People told us they felt that their care, treatment and support promoted equality, and they did not feel there were any barriers to their care. People felt empowered by staff on the unit and they felt they understood their rights. People told us the benefits that the virtual ward rounds had on them and that this had recently launched. It meant all families could be involved if they chose to be. Families were delighted to be able to dial into their babies ward round when they could not be present in person. This ensured first hand communication was received by them.

Leaders and staff were alert to discrimination and inequality that could disadvantage different groups of people using their services, whether from wider society, organisational processes and culture or from individuals. Staff were proactive to address these barriers to improve people’s experience, act on information about people's experiences and outcomes and allocate resources and opportunities to achieve equity.

The neonatal unit complied with legal equality and human rights requirements, including avoiding discrimination, having regard to the needs of people with different protected characteristics and making reasonable adjustments to support equity in experience and outcomes.

We saw positive feedback following a range of multi-disciplinary interventions demonstrating families were supported to make choices about future support needs. Families were empowered to hear babies voices and think about what might be best for their baby as an individual. We reviewed feedback from families who had received support on the perinatal pathway. This demonstrated 'involving parents helps you look past the guidelines and statistics and just see the real feelings we have'.

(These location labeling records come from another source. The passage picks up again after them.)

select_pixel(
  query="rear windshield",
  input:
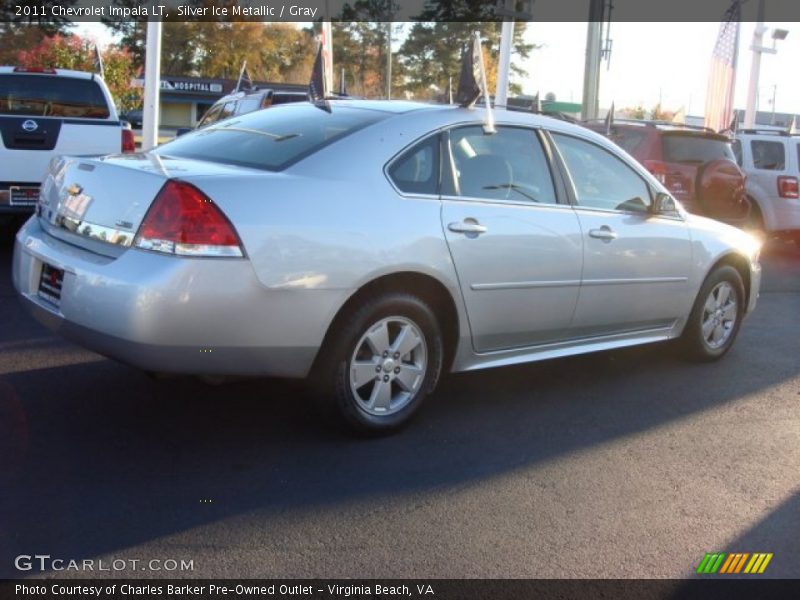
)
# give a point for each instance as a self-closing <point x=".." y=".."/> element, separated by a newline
<point x="694" y="149"/>
<point x="51" y="96"/>
<point x="271" y="139"/>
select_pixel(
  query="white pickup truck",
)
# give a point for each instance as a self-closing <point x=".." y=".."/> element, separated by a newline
<point x="46" y="113"/>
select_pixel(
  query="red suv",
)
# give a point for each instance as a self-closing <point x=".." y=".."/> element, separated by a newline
<point x="695" y="164"/>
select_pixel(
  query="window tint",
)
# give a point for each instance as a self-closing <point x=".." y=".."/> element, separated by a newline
<point x="736" y="146"/>
<point x="271" y="139"/>
<point x="602" y="180"/>
<point x="416" y="171"/>
<point x="769" y="156"/>
<point x="507" y="165"/>
<point x="52" y="96"/>
<point x="694" y="149"/>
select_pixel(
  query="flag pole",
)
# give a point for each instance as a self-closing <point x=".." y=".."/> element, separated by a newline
<point x="488" y="126"/>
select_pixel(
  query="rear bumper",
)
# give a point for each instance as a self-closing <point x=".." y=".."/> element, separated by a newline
<point x="174" y="315"/>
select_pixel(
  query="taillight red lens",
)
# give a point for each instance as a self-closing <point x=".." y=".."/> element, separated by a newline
<point x="128" y="141"/>
<point x="788" y="188"/>
<point x="657" y="168"/>
<point x="183" y="220"/>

Dedicated staff gave examples of decision making with families when considering end of life care for babies. Personalised care plans were developed based on individual needs and wishes. We heard that families were supported to make decisions at a time that was right for the family.

We saw processes in place that were led by dedicated staff to support families through times when significant decisions needed to be made, for example, advanced decision making and planning for babies born with life shortening conditions. This also included parallel planning to allow planning for different possible outcomes. We heard about the Bradford Butterfly Pathway, an initiative for perinatal palliative care. This pathway provided consistent support in future planning with continuity of care throughout from a designated member of staff. Support was provided to facilitate choices for families and incorporate emotional, social and cultural needs for mothers and extended families. We heard that support also allowed for the focus on implications for future pregnancy and genetic screening for extended family members.